There is only one group per mdev, but I agree that avoiding mdev
awareness in IOMMU driver is definitely good... We didn't find a
good way before, which is why current RFC was implemented that

> There is another way: as we're planning to add a generic pasid_alloc()
> function to the IOMMU API, the mdev module itself could allocate a
> default PASID for each mdev by calling pasid_alloc() on the mdev's
> parent, and then do map()/unmap() with that PASID. This way we don't
> have to add IOMMU ops to the mdev bus, everything can still be done
> using the ops of the parent. And IOMMU drivers "only" have to implement
> PASID ops, which will be reused by drivers other than mdev.

yes, PASID is more general abstraction than mdev. However there is
one problem. Please note with new scalable mode now PASID is not
used just for SVA. You can do 1st-level, 2nd-level and nested in PASID
granularity, meaning each PASID can be bound to an unique iommu
domain. However today IOMMU driver allows only one iommu_domain
per device. If we simply install allocated PASID to parent device, we
should also remove that iommu_domain limitation.
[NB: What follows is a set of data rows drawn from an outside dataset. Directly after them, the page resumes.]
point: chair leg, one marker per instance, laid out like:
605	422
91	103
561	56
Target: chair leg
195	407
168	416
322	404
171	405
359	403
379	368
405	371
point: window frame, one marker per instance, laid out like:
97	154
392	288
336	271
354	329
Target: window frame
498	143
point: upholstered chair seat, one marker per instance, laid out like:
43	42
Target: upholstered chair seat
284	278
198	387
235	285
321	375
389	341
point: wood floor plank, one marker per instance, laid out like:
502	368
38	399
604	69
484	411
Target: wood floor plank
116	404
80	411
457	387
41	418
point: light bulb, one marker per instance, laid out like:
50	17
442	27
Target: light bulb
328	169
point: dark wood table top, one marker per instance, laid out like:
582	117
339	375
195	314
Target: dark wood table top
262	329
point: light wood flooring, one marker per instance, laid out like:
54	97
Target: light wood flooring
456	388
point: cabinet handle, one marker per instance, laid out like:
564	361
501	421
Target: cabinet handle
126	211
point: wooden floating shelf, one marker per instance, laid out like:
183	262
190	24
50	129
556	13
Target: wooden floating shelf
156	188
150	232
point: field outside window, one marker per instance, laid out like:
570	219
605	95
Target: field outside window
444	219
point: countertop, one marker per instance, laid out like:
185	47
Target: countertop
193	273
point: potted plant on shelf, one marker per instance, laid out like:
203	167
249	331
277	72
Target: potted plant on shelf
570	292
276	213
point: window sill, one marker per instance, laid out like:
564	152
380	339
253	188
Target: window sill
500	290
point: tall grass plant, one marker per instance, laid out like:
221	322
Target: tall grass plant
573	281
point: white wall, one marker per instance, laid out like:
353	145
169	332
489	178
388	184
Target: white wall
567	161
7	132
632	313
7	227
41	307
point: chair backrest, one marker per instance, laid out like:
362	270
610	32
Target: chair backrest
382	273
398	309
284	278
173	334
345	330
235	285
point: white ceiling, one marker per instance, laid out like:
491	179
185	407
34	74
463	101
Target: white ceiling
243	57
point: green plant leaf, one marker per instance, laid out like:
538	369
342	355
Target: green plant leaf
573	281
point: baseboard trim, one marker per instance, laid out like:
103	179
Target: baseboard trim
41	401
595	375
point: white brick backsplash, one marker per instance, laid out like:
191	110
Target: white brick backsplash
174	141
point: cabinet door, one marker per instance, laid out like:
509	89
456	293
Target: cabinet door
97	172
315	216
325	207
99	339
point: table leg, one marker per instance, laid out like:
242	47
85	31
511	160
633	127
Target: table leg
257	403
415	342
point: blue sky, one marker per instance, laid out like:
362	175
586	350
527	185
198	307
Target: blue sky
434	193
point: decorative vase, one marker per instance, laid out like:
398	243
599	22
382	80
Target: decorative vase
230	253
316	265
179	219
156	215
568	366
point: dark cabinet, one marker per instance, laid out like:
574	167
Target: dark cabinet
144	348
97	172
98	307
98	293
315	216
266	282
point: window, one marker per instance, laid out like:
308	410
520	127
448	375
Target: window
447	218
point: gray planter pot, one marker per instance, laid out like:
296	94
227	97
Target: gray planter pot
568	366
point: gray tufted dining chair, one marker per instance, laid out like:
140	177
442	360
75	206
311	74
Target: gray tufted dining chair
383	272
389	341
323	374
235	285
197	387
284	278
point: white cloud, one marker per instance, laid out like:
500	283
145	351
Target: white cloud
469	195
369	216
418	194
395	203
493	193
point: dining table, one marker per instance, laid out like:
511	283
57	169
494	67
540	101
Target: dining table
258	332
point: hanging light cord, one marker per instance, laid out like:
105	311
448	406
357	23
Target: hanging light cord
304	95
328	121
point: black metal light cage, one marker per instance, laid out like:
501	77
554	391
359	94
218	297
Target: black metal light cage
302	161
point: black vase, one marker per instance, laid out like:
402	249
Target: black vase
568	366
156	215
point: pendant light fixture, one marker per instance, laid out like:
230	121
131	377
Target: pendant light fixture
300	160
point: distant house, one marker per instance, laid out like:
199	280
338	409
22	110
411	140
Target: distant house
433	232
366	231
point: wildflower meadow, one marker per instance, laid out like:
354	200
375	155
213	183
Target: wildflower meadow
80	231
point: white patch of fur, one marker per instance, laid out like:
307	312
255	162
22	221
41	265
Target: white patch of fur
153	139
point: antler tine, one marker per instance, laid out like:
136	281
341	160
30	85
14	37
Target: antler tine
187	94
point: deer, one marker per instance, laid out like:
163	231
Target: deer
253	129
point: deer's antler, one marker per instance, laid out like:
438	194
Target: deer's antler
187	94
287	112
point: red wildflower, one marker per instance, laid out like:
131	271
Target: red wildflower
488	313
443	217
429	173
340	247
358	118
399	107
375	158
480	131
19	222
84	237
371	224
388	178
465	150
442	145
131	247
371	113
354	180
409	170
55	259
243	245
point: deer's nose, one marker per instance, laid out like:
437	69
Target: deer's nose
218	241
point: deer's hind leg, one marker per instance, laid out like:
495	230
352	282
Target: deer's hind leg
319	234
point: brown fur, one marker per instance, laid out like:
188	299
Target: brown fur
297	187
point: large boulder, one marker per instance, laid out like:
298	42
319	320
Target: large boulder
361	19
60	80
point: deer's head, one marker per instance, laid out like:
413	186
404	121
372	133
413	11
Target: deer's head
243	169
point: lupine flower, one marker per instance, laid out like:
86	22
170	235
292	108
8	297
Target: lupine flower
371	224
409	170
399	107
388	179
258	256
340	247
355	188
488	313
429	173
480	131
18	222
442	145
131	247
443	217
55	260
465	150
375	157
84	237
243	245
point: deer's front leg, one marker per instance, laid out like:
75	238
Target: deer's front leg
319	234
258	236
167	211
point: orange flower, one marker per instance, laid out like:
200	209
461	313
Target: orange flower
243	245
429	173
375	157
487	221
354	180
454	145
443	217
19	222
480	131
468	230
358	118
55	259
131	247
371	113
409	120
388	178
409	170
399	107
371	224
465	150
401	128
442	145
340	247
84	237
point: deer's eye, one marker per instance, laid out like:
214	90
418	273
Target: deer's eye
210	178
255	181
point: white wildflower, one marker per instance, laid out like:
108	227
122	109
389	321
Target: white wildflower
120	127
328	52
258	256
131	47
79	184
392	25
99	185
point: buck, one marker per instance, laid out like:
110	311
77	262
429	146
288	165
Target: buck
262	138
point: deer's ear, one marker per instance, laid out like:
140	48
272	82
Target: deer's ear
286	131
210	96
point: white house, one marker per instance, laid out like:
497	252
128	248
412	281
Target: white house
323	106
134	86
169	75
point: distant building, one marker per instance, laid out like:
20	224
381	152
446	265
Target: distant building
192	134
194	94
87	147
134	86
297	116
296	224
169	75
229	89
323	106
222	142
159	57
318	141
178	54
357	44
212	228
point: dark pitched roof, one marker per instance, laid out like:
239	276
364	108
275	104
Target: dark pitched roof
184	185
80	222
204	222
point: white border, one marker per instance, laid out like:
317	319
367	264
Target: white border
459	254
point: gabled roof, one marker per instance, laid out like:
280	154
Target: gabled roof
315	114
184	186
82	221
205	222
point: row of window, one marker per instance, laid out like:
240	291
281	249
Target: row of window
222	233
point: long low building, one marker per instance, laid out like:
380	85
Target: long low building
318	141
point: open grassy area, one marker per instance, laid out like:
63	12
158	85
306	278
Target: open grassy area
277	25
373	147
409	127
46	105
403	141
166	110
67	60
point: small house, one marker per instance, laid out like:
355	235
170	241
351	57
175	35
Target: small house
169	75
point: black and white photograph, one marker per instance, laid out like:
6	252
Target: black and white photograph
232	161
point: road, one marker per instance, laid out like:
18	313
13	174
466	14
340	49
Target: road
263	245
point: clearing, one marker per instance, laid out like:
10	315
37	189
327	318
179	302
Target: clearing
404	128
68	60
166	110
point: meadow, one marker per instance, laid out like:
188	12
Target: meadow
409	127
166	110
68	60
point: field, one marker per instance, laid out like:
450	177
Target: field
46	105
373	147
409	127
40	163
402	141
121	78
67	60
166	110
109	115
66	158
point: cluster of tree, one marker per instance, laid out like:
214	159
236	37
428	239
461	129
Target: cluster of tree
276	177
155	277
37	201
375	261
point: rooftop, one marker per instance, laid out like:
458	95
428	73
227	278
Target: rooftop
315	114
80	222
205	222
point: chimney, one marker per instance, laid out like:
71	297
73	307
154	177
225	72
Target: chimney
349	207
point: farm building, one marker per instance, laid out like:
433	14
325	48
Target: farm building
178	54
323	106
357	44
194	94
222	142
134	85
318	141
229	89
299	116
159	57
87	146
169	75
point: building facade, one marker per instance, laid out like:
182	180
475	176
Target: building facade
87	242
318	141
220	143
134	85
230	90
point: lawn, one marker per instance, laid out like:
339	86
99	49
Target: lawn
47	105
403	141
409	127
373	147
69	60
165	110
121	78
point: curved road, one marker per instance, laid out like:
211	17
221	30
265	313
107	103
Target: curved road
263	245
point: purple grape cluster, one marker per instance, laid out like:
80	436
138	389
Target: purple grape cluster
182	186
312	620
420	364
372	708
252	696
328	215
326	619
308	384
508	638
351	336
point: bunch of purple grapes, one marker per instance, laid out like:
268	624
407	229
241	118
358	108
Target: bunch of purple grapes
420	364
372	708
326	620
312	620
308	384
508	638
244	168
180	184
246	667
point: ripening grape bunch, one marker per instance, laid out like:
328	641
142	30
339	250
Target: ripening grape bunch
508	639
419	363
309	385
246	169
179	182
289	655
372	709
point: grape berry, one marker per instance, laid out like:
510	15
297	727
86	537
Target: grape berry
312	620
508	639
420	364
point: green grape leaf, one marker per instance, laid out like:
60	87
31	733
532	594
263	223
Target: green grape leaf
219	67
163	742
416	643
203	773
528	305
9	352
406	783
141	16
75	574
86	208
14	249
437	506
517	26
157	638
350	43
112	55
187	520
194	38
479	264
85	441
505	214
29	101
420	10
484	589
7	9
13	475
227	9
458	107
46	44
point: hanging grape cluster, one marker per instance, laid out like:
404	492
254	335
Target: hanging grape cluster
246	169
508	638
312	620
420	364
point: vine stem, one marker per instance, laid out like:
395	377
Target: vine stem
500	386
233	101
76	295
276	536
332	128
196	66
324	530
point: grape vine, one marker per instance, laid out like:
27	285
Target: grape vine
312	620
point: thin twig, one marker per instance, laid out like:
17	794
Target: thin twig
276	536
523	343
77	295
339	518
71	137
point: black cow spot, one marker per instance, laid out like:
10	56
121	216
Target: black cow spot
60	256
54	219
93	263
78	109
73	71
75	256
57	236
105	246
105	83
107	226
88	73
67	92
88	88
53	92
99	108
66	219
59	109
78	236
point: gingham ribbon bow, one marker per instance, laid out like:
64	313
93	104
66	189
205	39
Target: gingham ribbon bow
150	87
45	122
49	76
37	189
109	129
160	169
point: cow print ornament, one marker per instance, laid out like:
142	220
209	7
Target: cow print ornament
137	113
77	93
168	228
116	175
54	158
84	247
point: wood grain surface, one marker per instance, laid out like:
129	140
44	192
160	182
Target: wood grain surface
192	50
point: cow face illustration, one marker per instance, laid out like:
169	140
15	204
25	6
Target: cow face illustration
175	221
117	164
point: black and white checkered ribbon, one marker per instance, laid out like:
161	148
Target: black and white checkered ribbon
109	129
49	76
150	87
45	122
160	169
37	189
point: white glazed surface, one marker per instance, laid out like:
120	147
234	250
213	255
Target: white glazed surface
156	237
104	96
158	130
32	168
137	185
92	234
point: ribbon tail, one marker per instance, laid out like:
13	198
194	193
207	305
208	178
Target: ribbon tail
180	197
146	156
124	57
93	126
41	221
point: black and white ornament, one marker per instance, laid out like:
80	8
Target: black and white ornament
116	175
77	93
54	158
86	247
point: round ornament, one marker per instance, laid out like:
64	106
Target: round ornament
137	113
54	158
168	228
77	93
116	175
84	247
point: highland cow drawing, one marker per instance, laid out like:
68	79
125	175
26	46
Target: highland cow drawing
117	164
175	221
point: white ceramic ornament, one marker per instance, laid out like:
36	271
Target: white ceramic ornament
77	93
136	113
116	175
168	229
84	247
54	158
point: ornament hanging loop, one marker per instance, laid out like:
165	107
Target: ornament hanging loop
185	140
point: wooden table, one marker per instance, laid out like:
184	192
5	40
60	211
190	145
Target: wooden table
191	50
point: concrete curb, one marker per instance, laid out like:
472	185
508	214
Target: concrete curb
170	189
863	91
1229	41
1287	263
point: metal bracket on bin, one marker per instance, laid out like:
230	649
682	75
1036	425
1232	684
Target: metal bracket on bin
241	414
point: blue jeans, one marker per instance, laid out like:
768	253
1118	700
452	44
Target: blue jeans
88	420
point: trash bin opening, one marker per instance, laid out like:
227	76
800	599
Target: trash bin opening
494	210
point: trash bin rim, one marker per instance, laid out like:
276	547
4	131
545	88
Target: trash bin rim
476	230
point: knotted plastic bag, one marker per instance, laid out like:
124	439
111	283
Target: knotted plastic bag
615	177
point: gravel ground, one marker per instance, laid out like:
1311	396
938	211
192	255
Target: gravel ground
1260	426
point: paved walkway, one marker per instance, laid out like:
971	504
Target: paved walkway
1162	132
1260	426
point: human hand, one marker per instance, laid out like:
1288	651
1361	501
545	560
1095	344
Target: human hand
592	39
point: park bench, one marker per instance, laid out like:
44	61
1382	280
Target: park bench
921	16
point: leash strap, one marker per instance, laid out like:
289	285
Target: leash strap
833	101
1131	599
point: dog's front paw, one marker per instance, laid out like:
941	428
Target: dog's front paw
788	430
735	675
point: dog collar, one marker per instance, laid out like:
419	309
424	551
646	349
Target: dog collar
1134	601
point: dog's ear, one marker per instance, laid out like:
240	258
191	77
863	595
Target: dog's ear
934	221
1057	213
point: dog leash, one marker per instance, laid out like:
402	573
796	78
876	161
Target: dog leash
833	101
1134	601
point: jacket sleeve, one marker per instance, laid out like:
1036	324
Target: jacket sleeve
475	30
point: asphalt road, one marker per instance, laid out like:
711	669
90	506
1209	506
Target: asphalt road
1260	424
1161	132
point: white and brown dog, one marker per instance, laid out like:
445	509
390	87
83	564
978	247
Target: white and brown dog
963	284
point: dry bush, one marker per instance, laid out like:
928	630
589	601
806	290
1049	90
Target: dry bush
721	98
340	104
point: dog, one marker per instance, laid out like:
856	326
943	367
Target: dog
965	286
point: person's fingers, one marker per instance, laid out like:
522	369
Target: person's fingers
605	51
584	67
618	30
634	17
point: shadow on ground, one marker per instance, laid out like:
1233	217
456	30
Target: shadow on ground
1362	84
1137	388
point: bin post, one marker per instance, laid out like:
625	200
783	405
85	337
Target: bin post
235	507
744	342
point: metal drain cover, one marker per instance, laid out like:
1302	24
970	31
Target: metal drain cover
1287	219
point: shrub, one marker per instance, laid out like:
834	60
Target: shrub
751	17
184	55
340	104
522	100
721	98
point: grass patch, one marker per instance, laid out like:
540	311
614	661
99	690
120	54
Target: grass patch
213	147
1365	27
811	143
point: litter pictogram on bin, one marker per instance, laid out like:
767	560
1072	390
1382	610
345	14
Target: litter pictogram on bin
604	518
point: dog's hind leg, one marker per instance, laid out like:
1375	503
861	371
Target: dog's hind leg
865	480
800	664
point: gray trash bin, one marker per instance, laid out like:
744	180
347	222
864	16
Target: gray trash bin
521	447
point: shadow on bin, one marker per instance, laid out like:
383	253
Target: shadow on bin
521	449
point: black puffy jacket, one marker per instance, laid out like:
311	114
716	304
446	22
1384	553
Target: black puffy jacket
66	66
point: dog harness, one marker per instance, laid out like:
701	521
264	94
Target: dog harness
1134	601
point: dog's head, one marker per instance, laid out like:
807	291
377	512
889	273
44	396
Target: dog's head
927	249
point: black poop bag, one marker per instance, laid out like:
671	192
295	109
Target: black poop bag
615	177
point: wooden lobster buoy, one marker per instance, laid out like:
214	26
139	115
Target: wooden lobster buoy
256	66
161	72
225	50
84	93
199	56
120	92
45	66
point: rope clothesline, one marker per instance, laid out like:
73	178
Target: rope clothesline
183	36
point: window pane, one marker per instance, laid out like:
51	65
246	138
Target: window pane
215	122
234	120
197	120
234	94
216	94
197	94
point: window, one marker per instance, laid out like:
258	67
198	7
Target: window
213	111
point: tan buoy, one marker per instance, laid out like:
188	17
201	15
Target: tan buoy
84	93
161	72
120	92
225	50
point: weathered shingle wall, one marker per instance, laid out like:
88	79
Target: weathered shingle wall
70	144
Is it the way that
we want to pursue?

mdev avoids such problem as it introduces a separate device...

> The allocated PASID also needs to be installed into the parent device.
> If the mdev module knows the PASID, we can do that by adding
> set_pasid(mdev, pasid) and clear_pasid(mdev, pasid) operations to
> mdev_parent_ops.